I recently came across this paper by Jonathan Bartlett and Asatur Zh. Khurshudyan titled Extending the algebraic manipulation of differentials. I have always been interested in the notation of math. Great notation makes our work easier and guides us in the right direction, bad notation obscures and creates confusion. This paper shows that we can do a lot better with our notation of differentials.

Let $$f, g$$ be two functions and define the variables $$z = g(y)$$ and $$y = f(x)$$. We have the following two calculus rules, written in both Leibniz and Lagrange notation:

 Lagrange Leibniz Chain Rule $$(g \circ f)' = (g' \circ f) \cdot f'$$ $$\frac{dz}{dx} = \frac{dz}{dy} \cdot \frac{dy}{dx}$$ Inverse Rule $$(f^{-1})'(y) = \frac{1}{f'(x)}$$ $$\frac{dx}{dy} = \frac{1}{\frac{dy}{dx}}$$

Leibniz notation has several advantages over Lagrange if one allows himself to algebraically manipulate differentials. Indeed, one can imagine ''cancelling'' the $$dy$$ in the numerator and denominator in the chain rule. Similarly, for fractions it is true that $$1/(a/b) = a/b$$, which can be used to show the inverse rule. To a hardcore formalist Leibniz notation is something that should be avoided. They will say things such as ''You can't algebraically manipulate the differentials! They're just symbols!''. They are right of course, algebraically manipulating the differentials quickly falls apart once we move into the realm of higher derivatives. For example, consider the following non-result: $\frac{d^2z}{dx^2} \text{''=''} \frac{d^2z}{dy^2} \cdot \Par{\frac{dy}{dx}}^2$ which is ''algebraically'' correct but demonstrably false. Take for example $$z = y^3$$ and $$y = x^2$$. We have $$\frac{d^2z}{dx^2} = 30x^4$$, $$\frac{d^2z}{dy^2} = 6y$$, and $$\frac{dy}{dx} = 2x$$, plugging this in our non-result shows its incorrectness: $30x^4 \neq 6y \cdot (2x)^2 = 24x^2$ Even though algebraically manipulating the differentials doesn't work for higher derivatives, one cannot deny the fact that it is an extremely handy tool when working with ''first-order'' problems. It would be nice if we could find some way to make it work generally...

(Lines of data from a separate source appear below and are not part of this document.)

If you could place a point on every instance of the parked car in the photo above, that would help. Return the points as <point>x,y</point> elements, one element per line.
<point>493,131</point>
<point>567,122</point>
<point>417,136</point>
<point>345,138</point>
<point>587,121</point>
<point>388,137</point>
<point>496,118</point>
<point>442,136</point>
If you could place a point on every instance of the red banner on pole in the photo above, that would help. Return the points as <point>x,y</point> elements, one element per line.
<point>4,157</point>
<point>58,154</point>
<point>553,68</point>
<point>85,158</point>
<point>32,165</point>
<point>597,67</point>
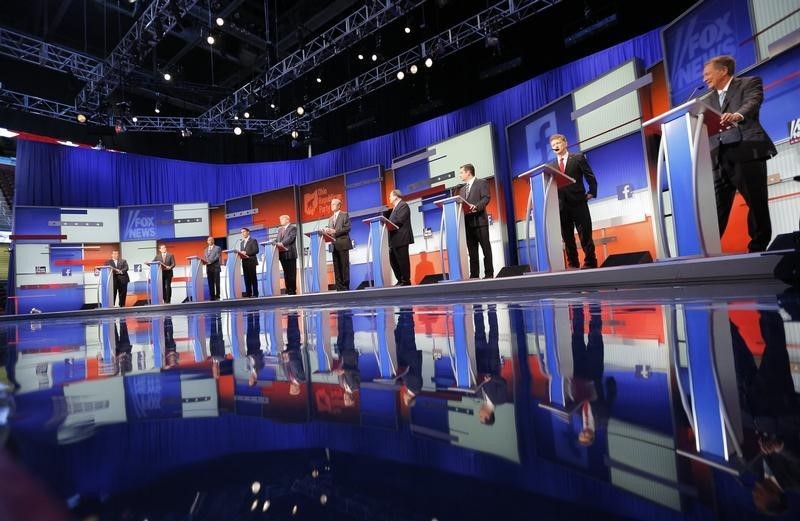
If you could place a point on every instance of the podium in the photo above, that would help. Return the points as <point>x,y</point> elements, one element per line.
<point>194,289</point>
<point>233,265</point>
<point>270,269</point>
<point>317,253</point>
<point>688,227</point>
<point>155,288</point>
<point>105,287</point>
<point>378,251</point>
<point>452,239</point>
<point>543,203</point>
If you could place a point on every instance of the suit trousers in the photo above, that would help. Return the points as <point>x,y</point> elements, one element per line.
<point>479,235</point>
<point>576,216</point>
<point>341,269</point>
<point>401,265</point>
<point>750,179</point>
<point>290,275</point>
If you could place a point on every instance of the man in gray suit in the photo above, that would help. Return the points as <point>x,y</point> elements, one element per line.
<point>339,228</point>
<point>119,268</point>
<point>287,236</point>
<point>211,257</point>
<point>476,223</point>
<point>739,153</point>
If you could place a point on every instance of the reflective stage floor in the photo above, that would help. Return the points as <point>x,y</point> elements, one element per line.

It turns out, as shown in Barlett's and Khurshudyan's paper, that this failure of being algebraically manipulated can be fixed! And the only thing we need to change is the notation of the higher derivatives! Before we give this new notation we first loosely ''define'' how the differential operator $$d$$ algebraically acts. It is ''helpful'' to not give the symbols any meaning other than algebraic, that is, consider $$x$$ and $$y$$ as ''any algebraic expression''. We employ the following shorthand notation: $dx := d(x), \quad d^2x := d(d(x)), \quad dx^2 := (dx)^2$ We define the differential operator $$d$$ as a linear operator that obeys the product rule: $d(ax + by) = adx + bdy$ $d(xy) = dx \cdot y + x \cdot dy$ Surprisingly, from just these two axioms everything we need can be deduced. Namely, from the product rule we can show that $$d(1) = 0$$: $d(1) = d(1\cdot 1) = d(1)1+ 1d(1) = 2d(1) \implies d(1) = 0$ Using this the reciprocal rule can be derived: $0 = d(1) = d(1/y \cdot y) = d(1/y) y + dy/y \implies d(1/y) = - \frac{dy}{y^2}$ and from the product and reciprocal rule the quotient rule can be derived: $d(x/y) = d(x \cdot 1/y) = \frac{dx}{y} - x \frac{dy}{y^2} = \frac{dx \cdot y - x \cdot dy}{y^2}$

With these rules we are ready to continue. We define the derivative operator $$D_x$$ with respect to $$x$$ as $D_x(y) := \frac{dy}{dx}$ So, as usual, the second derivative operator $$D_x^2$$ is defined as the derivative of the derivative: $D_x^2(y) := D_x(D_x(y)) = \frac{d\Par{\frac{dy}{dx}}}{dx}$ If we now use the quotient rule we see that: $= \frac{d^2y dx - dy d^2 x}{dx^3} = \frac{d^2y}{dx^2} - \frac{dy}{dx} \frac{d^2x}{dx^2}$ Notice that how we usually write down the second derivative, namely $$\frac{d^2y}{dx^2}$$, appears in the first term. To show this new notation can be algebraically manipulated consider the following result. By swapping the roles of $$x$$ and $$y$$ in the formula above we get: $D^2_yx = \frac{d^2x}{dy^2} - \frac{dx}{dy} \frac{d^2y}{dy^2}$ Now we see, purely algebraically: $D^2_x y = - \frac{dy^3}{dx^3} D^2_y x$ which we can read, in Lagrange notation, as: $f''(x) = -(f'(x))^3 \cdot (f^{-1})''(y)$ which, indeed, can be proven to be correct.